東京都健康長寿医療センターは、高齢者の通いの場など地域で活用できる、低栄養予防のためのパンフレット「おいしく食べて低栄養予防」を作成した。
肥満やメタボに対策するため、一般に低カロリー食品が好まれるようになった影響で、「脂っぽいものはできるだけ食べない」「食事では食べ過ぎない」「食事回数を減らす、ときには1日2回も」といったように、粗食を実践している人は多い。
日本人は性別や年代によっては痩せ傾向が多くみられ、欧米人のカロリー制限などの肥満対策は日本人にとっては適切でない場合がある。フレイルやサルコペニアを予防するために、いろいろな食品を食べ、栄養状態を良好に保つことが必要だが、高齢者の食生活では、いも類、海藻類、肉類など、毎日食べている割合が少ない食品がみうけられる。
後期高齢者の質問票から、▼1日3食食べていますか、▼6ヵ月間で2~3kgの体重減少がありましたか、▼半年前に比べて固いものが食べにくくなりましたか、▼お茶や汁物でむせることはありますかという4項目を取り出し、高齢者自身が栄養・口腔の状態をチェックできる内容になっている。
厚生労働省は2019年度に健康寿命延伸プランを定め、男女ともに健康寿命を3年以上引き延ばすことを目標に掲げた。そこで同センターは、2019年度と2020年度に、厚生労働省度老人保健健康増進等事業により、会食を行う通いの場の実態把握、そこに参加する高齢者の栄養状態などの調査を行った。

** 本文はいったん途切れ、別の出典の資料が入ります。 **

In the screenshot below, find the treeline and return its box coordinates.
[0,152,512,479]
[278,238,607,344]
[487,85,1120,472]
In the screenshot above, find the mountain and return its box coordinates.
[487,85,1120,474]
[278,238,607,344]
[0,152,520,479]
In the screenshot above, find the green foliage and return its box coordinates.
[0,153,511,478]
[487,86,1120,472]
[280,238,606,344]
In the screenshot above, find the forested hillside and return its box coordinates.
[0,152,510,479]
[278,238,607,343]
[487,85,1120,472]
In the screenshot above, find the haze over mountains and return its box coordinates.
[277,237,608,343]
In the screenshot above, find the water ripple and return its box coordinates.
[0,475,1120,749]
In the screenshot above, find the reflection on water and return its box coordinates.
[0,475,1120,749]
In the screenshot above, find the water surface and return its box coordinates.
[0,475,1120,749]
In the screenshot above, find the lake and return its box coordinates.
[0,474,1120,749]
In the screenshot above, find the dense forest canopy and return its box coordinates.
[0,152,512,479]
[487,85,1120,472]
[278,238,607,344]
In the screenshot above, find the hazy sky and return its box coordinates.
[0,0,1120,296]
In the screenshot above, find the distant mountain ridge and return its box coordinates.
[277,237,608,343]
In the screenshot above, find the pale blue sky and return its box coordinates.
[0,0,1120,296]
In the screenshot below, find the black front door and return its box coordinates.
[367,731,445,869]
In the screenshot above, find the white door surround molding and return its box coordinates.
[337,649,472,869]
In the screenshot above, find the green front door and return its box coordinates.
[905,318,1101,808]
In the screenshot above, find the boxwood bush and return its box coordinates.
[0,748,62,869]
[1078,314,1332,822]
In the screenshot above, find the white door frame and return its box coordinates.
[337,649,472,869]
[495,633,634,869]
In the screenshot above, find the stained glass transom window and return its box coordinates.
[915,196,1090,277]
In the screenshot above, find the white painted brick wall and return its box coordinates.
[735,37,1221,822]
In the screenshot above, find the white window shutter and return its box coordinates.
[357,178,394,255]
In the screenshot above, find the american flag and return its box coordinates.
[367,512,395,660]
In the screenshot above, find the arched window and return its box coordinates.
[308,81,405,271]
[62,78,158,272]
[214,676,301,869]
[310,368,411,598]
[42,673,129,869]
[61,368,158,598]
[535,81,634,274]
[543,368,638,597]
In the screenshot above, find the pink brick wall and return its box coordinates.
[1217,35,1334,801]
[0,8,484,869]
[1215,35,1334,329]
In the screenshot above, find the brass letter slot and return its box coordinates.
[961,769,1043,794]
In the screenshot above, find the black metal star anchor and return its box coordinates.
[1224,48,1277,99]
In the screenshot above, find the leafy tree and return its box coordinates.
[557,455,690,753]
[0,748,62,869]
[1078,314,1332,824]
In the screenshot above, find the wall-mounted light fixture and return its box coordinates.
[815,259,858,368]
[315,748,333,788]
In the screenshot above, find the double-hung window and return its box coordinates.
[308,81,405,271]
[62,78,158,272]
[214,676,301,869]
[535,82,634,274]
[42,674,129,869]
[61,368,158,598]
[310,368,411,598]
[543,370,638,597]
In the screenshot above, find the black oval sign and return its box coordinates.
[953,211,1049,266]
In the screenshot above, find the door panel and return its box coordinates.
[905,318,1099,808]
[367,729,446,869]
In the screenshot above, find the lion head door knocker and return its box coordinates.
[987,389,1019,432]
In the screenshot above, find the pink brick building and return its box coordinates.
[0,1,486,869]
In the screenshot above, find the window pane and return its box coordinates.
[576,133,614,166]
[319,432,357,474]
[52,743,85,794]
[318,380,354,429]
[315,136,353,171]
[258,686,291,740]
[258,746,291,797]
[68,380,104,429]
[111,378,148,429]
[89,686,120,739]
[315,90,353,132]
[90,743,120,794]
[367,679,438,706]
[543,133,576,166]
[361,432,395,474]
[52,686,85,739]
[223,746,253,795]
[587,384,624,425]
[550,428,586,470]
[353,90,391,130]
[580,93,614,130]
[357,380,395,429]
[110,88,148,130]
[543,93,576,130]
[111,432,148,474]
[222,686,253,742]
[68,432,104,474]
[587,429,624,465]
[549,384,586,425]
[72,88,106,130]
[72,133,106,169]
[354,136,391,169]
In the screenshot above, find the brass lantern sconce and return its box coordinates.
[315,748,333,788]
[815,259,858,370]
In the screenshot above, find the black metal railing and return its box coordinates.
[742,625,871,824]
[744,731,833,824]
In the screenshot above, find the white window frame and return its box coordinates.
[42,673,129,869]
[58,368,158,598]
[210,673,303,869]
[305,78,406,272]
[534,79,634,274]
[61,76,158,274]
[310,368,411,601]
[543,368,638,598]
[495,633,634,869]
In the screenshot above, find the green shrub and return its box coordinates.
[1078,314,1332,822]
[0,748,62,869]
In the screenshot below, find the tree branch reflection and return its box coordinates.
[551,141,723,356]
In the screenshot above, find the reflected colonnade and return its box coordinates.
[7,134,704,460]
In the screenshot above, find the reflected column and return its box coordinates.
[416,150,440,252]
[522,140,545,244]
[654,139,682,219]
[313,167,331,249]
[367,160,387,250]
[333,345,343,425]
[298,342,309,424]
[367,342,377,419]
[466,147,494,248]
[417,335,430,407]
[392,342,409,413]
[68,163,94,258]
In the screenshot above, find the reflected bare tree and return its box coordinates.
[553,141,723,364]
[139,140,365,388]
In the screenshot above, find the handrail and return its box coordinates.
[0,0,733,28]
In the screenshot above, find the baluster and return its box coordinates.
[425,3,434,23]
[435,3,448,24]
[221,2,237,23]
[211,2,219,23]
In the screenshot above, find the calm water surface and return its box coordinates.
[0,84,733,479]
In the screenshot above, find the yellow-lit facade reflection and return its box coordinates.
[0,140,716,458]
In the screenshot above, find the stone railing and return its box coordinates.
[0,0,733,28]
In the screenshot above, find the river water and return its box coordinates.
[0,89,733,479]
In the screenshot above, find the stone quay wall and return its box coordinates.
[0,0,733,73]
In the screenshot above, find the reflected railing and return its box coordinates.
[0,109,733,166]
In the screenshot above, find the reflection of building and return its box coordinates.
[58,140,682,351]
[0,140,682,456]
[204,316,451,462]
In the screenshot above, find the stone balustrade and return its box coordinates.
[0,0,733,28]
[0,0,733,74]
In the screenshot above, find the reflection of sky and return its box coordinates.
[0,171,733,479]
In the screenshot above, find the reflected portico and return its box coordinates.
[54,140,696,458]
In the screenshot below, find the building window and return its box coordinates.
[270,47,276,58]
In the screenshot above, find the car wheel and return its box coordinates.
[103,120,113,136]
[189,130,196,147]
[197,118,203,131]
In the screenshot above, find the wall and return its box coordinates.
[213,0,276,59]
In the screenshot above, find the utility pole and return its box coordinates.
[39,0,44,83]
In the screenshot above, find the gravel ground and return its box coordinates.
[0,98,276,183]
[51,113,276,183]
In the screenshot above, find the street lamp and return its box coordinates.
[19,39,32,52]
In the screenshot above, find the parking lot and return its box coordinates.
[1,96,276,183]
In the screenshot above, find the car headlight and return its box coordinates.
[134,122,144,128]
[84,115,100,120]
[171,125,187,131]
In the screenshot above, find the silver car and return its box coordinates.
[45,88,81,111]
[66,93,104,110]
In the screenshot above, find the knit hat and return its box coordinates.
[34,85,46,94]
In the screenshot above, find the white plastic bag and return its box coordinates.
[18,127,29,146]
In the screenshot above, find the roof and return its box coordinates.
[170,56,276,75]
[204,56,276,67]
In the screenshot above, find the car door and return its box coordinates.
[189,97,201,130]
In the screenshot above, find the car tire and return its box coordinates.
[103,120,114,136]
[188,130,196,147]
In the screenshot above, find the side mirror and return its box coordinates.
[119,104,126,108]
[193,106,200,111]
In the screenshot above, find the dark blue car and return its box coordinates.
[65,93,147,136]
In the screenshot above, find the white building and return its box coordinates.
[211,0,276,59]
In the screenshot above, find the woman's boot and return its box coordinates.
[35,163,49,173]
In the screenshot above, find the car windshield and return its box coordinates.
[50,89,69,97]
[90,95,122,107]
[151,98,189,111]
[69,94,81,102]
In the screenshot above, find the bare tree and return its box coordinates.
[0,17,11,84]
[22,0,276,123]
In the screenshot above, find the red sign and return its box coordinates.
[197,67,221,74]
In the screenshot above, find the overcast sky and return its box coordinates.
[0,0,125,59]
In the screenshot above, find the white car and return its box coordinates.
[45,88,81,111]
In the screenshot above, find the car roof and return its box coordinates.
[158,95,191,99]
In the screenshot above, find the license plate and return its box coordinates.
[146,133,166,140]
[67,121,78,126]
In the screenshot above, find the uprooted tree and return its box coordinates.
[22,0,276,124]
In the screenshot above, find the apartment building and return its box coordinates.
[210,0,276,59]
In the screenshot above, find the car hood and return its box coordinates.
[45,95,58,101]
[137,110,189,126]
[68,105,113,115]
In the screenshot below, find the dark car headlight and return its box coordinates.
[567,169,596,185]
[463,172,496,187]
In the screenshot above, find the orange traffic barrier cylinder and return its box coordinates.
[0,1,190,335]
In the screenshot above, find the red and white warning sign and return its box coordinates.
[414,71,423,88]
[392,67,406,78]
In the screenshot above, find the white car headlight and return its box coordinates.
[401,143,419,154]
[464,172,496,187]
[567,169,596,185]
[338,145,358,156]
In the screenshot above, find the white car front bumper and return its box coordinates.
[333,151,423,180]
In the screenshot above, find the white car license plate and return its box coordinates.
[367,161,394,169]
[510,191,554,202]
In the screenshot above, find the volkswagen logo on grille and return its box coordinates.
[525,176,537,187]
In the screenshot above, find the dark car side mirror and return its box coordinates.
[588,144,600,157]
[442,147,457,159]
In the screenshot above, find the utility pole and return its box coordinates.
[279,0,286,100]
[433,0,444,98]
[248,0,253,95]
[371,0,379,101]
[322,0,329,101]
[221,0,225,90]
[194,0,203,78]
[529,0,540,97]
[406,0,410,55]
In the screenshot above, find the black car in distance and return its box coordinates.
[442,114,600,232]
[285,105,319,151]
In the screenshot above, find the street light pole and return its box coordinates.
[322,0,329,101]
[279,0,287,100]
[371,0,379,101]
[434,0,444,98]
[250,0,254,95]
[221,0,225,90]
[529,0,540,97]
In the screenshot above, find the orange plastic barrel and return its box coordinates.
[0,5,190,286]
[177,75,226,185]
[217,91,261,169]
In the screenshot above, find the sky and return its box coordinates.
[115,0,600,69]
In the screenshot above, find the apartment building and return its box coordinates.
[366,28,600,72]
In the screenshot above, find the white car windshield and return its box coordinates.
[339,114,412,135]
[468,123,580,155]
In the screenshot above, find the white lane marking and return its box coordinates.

その結果、会食を実施している通いの場に、保健師、管理栄養士などの専門職が関わることで、栄養状態や摂食機能に応じた食事提供や食事中のムセなどへの配慮が行われていることが明らかになった。
通いの場参加者の実測調査にもとづく結果から、通いの場に参加する高齢者では、客観的には摂食機能が低下しているにもかかわらず、本人にはその認識がないといった、自己評価と客観評価の乖離が認められた。
これらの結果から、「おいしく食べて低栄養予防」パンフレットでは、通いの場に参加する高齢者自身が自分の栄養状態を把握し、口腔機能の低下や低栄養について自分のこととして理解できる内容を目指したという。